I have been to several Republican National Conventions, and although I did not attend this convention, I would agree that it was very different from the ones I attended. For one, there were the many Trump family members who helped humanize Mr. Trump. For another, there was a very interesting mix of additional speakers. It’s not to say all conventions do not have good speakers, but this convention really attempted to focus on Trump’s strengths and Hillary’s weaknesses at every turn. There was much less emphasis on platform and philosophy. As they say, welcome to Donald Trump’s Republican Party.
Scott Baio, who grew up in the corner house at 80th Street and 10th Avenue and went to Xaverian during his “Happy Day” years, even mentioned the old neighborhood in his speech. He explained that he had been conservative his entire life and believed it was due to his upbringing in a community in which conservative values were simply a way of life. He did everything except mention Dyker Heights by name.
I grew up down the block from Baio and went to Xaverian too. And although I am two years older than him, we all knew each other, including his acting cousin Jimmy Baio who grew up in the neighborhood.
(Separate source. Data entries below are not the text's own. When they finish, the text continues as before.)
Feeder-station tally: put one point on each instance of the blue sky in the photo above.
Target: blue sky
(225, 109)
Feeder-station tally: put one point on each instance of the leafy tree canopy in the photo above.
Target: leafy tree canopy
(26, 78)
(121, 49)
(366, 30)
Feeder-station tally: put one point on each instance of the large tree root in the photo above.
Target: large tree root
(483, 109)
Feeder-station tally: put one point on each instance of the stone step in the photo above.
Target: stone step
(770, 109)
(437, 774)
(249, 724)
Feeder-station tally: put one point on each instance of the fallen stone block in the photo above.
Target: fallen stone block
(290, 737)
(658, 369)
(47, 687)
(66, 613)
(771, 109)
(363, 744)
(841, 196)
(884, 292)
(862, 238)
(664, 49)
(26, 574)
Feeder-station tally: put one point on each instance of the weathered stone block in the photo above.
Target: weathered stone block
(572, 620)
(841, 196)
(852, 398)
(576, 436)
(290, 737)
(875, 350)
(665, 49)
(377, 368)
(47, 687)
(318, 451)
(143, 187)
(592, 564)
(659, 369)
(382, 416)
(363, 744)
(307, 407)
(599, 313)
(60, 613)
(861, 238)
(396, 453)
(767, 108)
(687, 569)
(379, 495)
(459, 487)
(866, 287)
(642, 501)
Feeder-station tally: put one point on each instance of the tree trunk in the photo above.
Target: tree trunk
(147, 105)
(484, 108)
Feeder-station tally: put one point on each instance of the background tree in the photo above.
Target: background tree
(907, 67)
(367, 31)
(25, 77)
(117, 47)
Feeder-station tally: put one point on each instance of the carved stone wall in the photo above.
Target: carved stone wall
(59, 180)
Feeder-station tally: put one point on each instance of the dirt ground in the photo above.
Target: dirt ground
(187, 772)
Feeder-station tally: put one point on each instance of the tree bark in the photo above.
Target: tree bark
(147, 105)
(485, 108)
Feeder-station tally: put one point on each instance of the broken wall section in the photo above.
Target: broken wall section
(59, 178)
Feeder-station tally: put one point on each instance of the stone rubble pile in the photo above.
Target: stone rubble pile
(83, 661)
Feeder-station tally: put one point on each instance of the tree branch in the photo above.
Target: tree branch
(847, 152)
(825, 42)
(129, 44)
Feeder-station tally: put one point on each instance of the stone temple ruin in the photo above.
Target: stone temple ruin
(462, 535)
Even though he was in “Happy Days” and his cousin was in “Soap,” to all of the kids on 80th Street back then, they were just two more kids on the block who, when in town from their acting obligations, would play slap ball and other street games like all of us.
I liked Donald Trump’s acceptance speech although the jury is still out on whether it increased his support among those who had been undecided. A political assumption is that many undecided in a presidential race are really people who do not focus into an election until the convention. If that is the case, then I think the speech will help move Trump forward. If, however, the undecided were following the race, I doubt the speech will increase his support inasmuch as it was just another way to push existing themes. In all likelihood, the undecided are probably a mix of both and the speech did some good in increasing Trump’s appeal.
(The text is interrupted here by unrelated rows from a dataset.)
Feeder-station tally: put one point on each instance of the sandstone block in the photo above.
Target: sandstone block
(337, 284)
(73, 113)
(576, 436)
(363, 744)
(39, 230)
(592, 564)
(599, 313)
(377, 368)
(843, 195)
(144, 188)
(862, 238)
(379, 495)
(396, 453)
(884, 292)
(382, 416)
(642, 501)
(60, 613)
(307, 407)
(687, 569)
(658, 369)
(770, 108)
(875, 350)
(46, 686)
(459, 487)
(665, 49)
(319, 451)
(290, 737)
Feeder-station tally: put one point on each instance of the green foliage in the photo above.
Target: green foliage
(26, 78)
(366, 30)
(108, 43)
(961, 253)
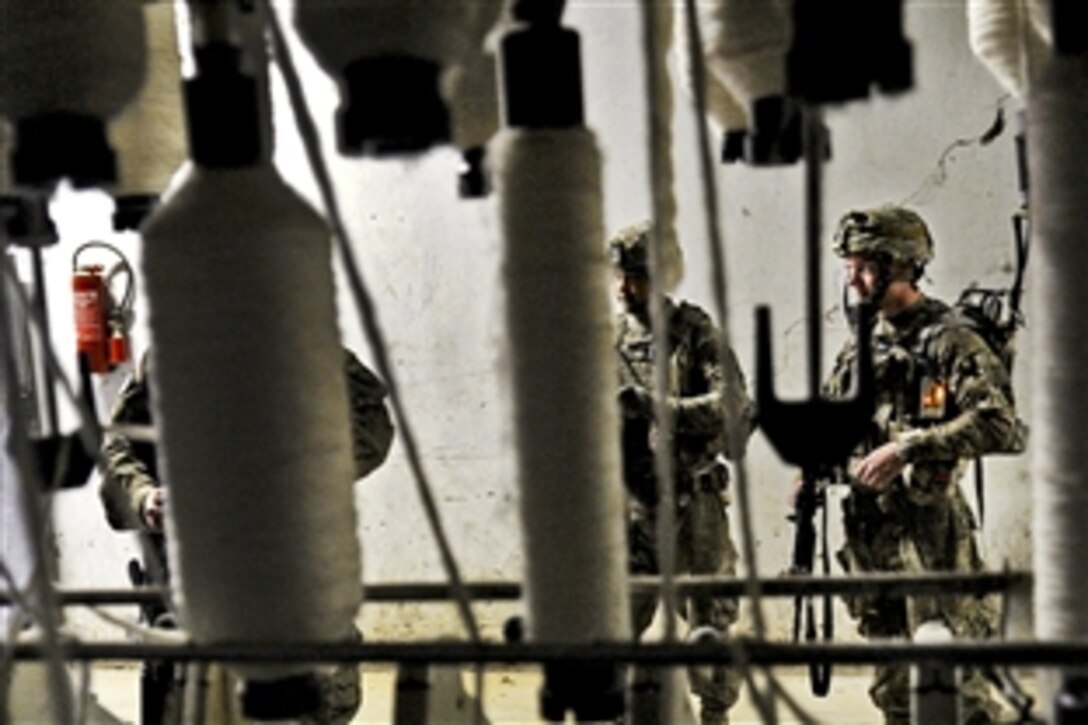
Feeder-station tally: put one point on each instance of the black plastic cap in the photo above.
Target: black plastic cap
(732, 146)
(1068, 27)
(1071, 703)
(472, 181)
(59, 145)
(130, 210)
(288, 698)
(392, 106)
(222, 110)
(593, 691)
(542, 78)
(775, 137)
(26, 220)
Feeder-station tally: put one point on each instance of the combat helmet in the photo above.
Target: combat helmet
(629, 250)
(893, 232)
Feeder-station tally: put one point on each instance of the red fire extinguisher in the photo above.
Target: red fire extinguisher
(101, 322)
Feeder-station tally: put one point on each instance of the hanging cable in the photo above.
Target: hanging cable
(372, 328)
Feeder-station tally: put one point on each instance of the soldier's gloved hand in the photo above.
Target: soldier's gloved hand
(635, 402)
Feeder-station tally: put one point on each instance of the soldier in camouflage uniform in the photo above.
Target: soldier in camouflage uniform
(943, 397)
(135, 500)
(703, 388)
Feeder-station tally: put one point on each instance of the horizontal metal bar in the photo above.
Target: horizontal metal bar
(750, 651)
(885, 585)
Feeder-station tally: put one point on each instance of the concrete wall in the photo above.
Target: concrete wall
(432, 265)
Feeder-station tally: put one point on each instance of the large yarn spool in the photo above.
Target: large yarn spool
(473, 83)
(69, 66)
(721, 105)
(149, 135)
(1058, 143)
(1009, 39)
(744, 44)
(472, 93)
(388, 59)
(251, 401)
(560, 334)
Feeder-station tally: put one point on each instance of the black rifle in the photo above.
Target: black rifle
(812, 498)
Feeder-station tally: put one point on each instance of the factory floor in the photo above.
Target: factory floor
(510, 697)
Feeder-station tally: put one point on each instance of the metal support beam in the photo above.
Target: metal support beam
(738, 650)
(884, 585)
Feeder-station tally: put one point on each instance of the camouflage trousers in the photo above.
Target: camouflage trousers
(218, 692)
(890, 532)
(704, 545)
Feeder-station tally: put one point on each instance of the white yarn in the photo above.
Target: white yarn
(560, 334)
(1058, 139)
(1004, 39)
(721, 106)
(745, 45)
(337, 33)
(70, 56)
(472, 84)
(659, 96)
(250, 396)
(149, 135)
(5, 180)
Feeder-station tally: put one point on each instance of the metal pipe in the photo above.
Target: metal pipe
(753, 653)
(884, 585)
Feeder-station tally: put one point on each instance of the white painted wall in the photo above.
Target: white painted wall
(432, 265)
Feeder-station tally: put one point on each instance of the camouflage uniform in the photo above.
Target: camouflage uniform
(132, 474)
(946, 397)
(701, 390)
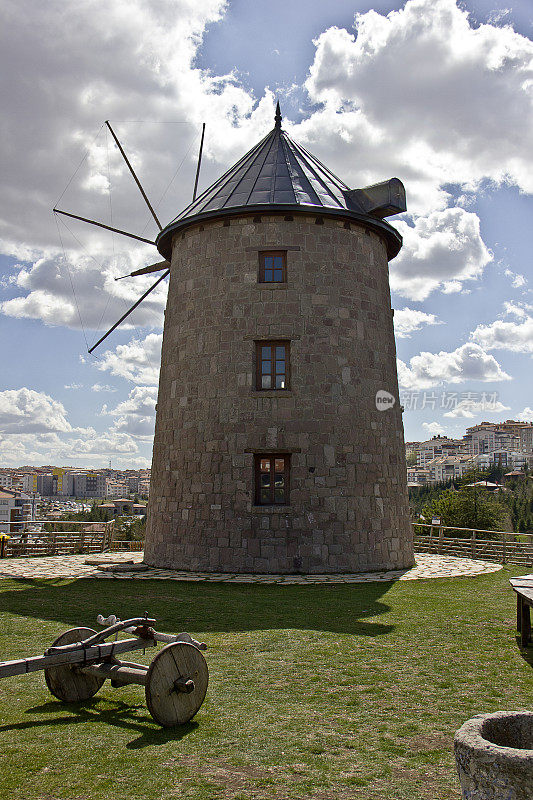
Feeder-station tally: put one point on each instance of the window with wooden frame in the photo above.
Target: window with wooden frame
(272, 362)
(272, 479)
(273, 266)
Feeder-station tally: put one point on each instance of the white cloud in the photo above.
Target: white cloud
(35, 430)
(409, 320)
(517, 280)
(98, 387)
(26, 411)
(137, 361)
(81, 292)
(433, 428)
(516, 337)
(467, 363)
(468, 409)
(136, 414)
(440, 251)
(426, 82)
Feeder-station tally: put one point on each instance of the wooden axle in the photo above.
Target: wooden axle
(119, 674)
(122, 674)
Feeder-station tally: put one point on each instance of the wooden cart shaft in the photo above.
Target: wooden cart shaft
(81, 655)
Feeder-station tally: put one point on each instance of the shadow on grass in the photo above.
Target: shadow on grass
(120, 715)
(525, 652)
(221, 607)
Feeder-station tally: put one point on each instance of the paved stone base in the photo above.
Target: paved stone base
(79, 566)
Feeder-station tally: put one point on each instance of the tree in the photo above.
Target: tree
(467, 508)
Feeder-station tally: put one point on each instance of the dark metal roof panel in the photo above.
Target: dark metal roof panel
(280, 174)
(276, 171)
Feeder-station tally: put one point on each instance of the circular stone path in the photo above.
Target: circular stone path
(128, 565)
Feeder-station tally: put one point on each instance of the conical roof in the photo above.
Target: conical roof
(276, 175)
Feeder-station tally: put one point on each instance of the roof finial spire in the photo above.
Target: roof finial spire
(278, 117)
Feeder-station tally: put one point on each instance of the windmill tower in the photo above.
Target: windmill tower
(279, 440)
(272, 453)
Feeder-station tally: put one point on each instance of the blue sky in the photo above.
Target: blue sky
(439, 95)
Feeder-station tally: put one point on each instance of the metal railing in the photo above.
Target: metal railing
(504, 547)
(25, 538)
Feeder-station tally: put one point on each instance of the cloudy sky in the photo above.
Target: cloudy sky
(436, 93)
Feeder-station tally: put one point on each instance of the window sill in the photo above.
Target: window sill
(270, 509)
(272, 392)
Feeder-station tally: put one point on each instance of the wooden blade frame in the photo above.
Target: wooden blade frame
(134, 306)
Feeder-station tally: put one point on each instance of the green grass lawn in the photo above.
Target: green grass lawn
(326, 692)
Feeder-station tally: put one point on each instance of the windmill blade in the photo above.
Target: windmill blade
(146, 270)
(135, 178)
(101, 225)
(134, 306)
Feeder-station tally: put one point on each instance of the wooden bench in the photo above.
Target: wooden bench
(523, 587)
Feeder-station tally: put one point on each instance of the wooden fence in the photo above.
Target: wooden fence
(87, 537)
(503, 547)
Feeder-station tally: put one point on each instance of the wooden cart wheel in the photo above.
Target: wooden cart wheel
(64, 681)
(170, 696)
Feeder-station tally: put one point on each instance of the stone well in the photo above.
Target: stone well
(494, 756)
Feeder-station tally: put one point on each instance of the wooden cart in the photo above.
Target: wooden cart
(80, 660)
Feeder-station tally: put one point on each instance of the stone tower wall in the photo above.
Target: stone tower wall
(348, 506)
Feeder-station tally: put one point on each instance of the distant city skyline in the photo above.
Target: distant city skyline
(430, 91)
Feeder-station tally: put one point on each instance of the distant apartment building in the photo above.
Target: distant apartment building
(487, 437)
(437, 447)
(143, 487)
(116, 488)
(89, 484)
(15, 510)
(448, 468)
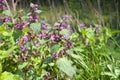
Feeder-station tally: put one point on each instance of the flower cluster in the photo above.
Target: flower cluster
(2, 5)
(20, 25)
(33, 17)
(47, 76)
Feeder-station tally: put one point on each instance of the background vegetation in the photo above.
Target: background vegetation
(59, 40)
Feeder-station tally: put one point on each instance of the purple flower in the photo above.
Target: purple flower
(33, 18)
(30, 18)
(35, 7)
(91, 26)
(36, 17)
(29, 35)
(70, 45)
(24, 39)
(98, 25)
(97, 31)
(54, 79)
(66, 17)
(2, 7)
(47, 76)
(86, 43)
(52, 36)
(35, 43)
(19, 56)
(44, 25)
(21, 25)
(36, 52)
(61, 52)
(55, 55)
(24, 58)
(1, 18)
(82, 25)
(7, 18)
(65, 45)
(2, 1)
(63, 24)
(66, 37)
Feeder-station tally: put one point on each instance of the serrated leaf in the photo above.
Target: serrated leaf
(5, 54)
(21, 66)
(65, 65)
(54, 47)
(31, 5)
(9, 76)
(0, 68)
(47, 60)
(65, 32)
(25, 30)
(7, 13)
(35, 27)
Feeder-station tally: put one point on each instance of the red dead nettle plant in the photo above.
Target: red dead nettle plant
(37, 50)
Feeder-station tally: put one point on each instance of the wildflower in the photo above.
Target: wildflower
(36, 18)
(47, 76)
(30, 18)
(66, 37)
(1, 18)
(44, 25)
(24, 39)
(19, 56)
(24, 58)
(33, 18)
(2, 7)
(61, 52)
(65, 45)
(63, 24)
(7, 18)
(82, 25)
(98, 25)
(29, 35)
(35, 43)
(54, 79)
(2, 1)
(35, 6)
(66, 17)
(55, 55)
(97, 31)
(20, 25)
(91, 26)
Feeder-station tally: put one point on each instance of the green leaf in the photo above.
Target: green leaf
(5, 54)
(31, 5)
(38, 11)
(2, 28)
(65, 65)
(47, 60)
(9, 76)
(16, 34)
(0, 68)
(7, 13)
(25, 30)
(65, 32)
(35, 27)
(22, 65)
(54, 47)
(5, 33)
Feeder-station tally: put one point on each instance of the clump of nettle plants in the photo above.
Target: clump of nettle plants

Brooklyn had many delegates for Trump in Cleveland including State Senator Marty Golden (whom I serve as chief of staff), who found the event very exciting and had a great time with his fellow delegates from Brooklyn and Staten Island including Congressmember Dan Donovan.
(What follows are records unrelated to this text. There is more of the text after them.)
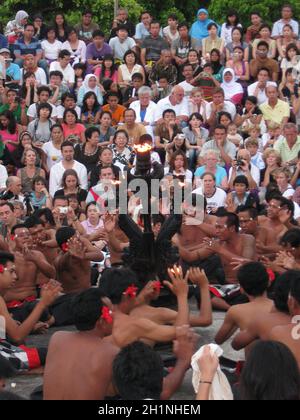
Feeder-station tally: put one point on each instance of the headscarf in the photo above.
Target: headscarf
(86, 84)
(199, 28)
(21, 14)
(232, 88)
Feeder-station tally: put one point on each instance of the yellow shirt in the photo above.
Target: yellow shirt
(276, 114)
(286, 153)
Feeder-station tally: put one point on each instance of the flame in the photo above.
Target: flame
(142, 148)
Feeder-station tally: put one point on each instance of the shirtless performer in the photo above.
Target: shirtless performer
(261, 326)
(290, 334)
(79, 364)
(163, 316)
(121, 286)
(73, 266)
(266, 239)
(254, 281)
(17, 332)
(228, 245)
(40, 238)
(22, 298)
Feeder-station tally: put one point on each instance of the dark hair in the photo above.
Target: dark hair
(12, 123)
(169, 111)
(4, 258)
(99, 33)
(138, 372)
(282, 288)
(66, 144)
(64, 53)
(211, 25)
(56, 73)
(115, 281)
(86, 308)
(44, 106)
(230, 13)
(69, 172)
(295, 286)
(241, 179)
(263, 44)
(63, 234)
(130, 52)
(47, 213)
(270, 373)
(291, 237)
(253, 278)
(73, 112)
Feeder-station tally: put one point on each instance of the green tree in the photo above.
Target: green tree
(269, 9)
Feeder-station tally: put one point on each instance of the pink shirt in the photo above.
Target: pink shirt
(89, 228)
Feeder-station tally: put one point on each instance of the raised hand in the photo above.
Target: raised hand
(179, 284)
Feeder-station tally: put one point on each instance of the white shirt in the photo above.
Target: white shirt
(32, 110)
(228, 107)
(261, 97)
(214, 202)
(3, 177)
(61, 109)
(80, 53)
(56, 174)
(68, 72)
(164, 104)
(53, 154)
(254, 171)
(120, 48)
(187, 87)
(51, 50)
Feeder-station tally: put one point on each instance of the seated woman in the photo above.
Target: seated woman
(165, 133)
(211, 166)
(90, 84)
(72, 128)
(241, 196)
(30, 170)
(9, 130)
(71, 185)
(178, 167)
(91, 110)
(196, 136)
(40, 196)
(105, 160)
(212, 41)
(123, 155)
(283, 178)
(88, 153)
(233, 90)
(40, 127)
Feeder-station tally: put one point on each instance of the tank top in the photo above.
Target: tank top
(26, 181)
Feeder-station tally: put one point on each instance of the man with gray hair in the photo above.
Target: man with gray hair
(122, 19)
(145, 109)
(178, 103)
(13, 190)
(289, 146)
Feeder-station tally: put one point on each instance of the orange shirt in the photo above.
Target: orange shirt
(117, 115)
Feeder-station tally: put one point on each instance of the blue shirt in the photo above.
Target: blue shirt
(3, 41)
(220, 174)
(33, 48)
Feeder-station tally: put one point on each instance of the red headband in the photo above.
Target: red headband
(106, 314)
(131, 291)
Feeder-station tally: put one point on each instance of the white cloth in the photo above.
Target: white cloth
(68, 71)
(179, 109)
(231, 88)
(220, 389)
(56, 174)
(3, 177)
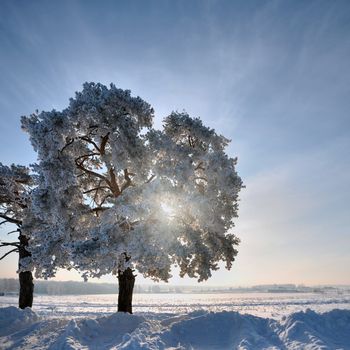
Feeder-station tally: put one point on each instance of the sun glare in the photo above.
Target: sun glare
(168, 210)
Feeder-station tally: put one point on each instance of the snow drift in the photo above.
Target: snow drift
(24, 329)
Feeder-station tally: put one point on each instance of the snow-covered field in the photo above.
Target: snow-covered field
(179, 321)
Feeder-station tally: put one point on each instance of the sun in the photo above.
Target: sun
(167, 209)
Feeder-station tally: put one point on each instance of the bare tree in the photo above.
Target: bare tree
(15, 184)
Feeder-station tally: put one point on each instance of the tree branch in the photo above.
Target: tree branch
(11, 220)
(66, 145)
(127, 178)
(11, 251)
(150, 179)
(96, 189)
(4, 244)
(87, 139)
(87, 155)
(114, 185)
(80, 166)
(104, 140)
For political buffs, the New York Conservative Party nominates its presidential ticket separately from the Republican Party and will do so in early September. The party will be nominating the Trump/Pence team and in doing so designating three Conservative Party members to be Presidential electors for New York State joining 26 Republican electors to constitute the 29 Trump electors for New York State. I am pleased to announce that I will be one of those electors.
Donald Trump really wants to win New York, and although that is a longer shot for him than in many other states, I hope he applies the resources to make an attempt. And if he is successful, I will have an opportunity to go to Albany in early September as a presidential elector and cast my vote for Donald Trump for president and Mike Pence for vice president.